Springfield News-Leader – January 29, 2014
The dichotomy of the two lead stories on the Jan. 21 News-Leader front page could not be more stark, particularly when combined with the prominent stories on the Jan. 19 News-Leader front page.
On the day that the Every Child Promise unveiled its 10-year plan to “significantly improve” children’s lives (“Every Child Promise leaders detail plan to help children enter school ready to learn”), it was reported that 1 percent of the world’s population controls almost half the world’s wealth (“Study: 1% control half of all wealth”).
Granted, the Every Child Promise is specific to Springfield, and the richest families are not local, but every unbiased report shows a growing inequality in our country, including Missouri and Greene County.
As admirable as the Every Child Promise is, the goals of child care, education, safety, food and health care are unattainable until inequality is addressed and fixed. Inequality has become institutionalized through conservative rhetoric and legislation. An examination of conservative national and state legislative proposals shows a determination to maintain the inequality status quo.
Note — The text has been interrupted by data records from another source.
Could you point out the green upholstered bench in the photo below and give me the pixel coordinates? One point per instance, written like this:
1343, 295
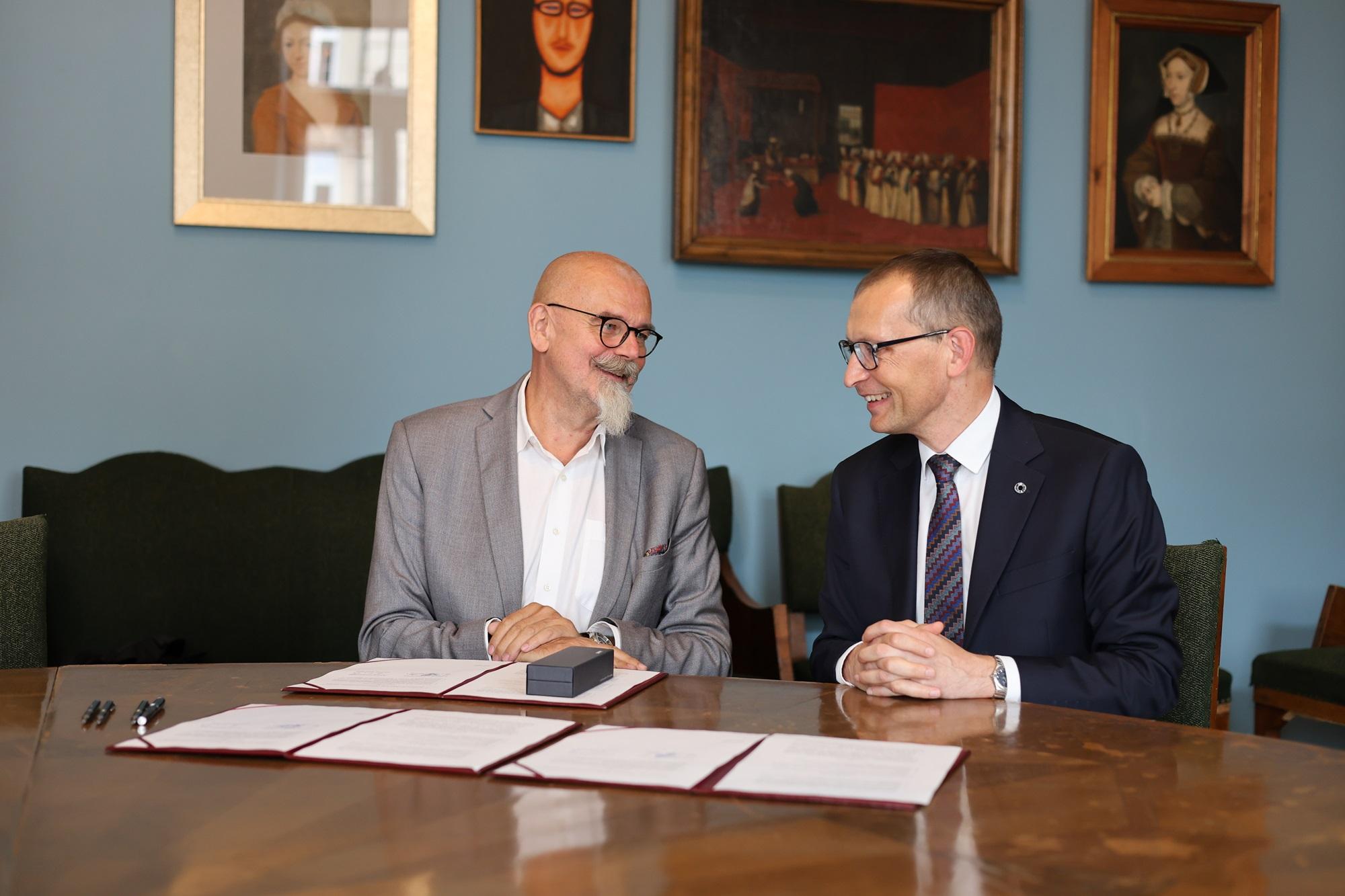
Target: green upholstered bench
1315, 673
1305, 682
24, 592
161, 557
766, 637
This is readily evident in the so-called Right to Work (RTW) laws, minimum wage laws and tax proposals.
To claim that RTW is about “freedom” is nothing but hollow rhetoric. If local Missouri Reps. Eric Burlison, Elijah Haahr and Lyndall Fraker believe in “choice” and “freedom” regarding union dues, they should also introduce and pass legislation that makes it easier to form a union at all workplaces. That’s a “freedom” they don’t want employees to exercise.
Objective studies, ignored by conservative politicians because they don’t fit predetermined opinions, show that union membership increases income equality and that RTW laws lower income.
Similarly, minimum wage increases are a small step toward closing the inequality gap. To claim that raising the minimum wage would close businesses and be detrimental to the economy and to minimum-wage workers is a canard used to keep a low minimum wage and is not supported by empirical evidence.
However, nothing is more important to closing income inequality than recognizing that our current tax system has created and maintains that inequality. For decades conservative politicians have fought for and passed tax policies that favor the wealthy, and the result has been a steady decline in the middle class.
Tax proposals from the misleadingly named Grow Missouri argue that reducing taxes will increase tax revenue. This is recycled “trickle-down economics,” aptly referred to as “voodoo economics” in 1980 by former President George H.W. Bush. Trickle down economics has never worked and is a significant factor in income inequality.
Well aware that reducing taxes will result in eliminating services, including education, infrastructure and especially social services — the real aim of conservative tax policy — they promote revenue neutrality by shifting from a progressive income tax to higher sales taxes, as admitted by a Grow Missouri spokesman. Sales taxes are regressive and have a much greater negative impact on lower-income people.
If we want the Every Child Promise to succeed, if we want to reduce poverty and homelessness and food insecurity, we have to reduce income inequality. That can only be done by changing the policies that have brought us our current broken system and leveling the playing field.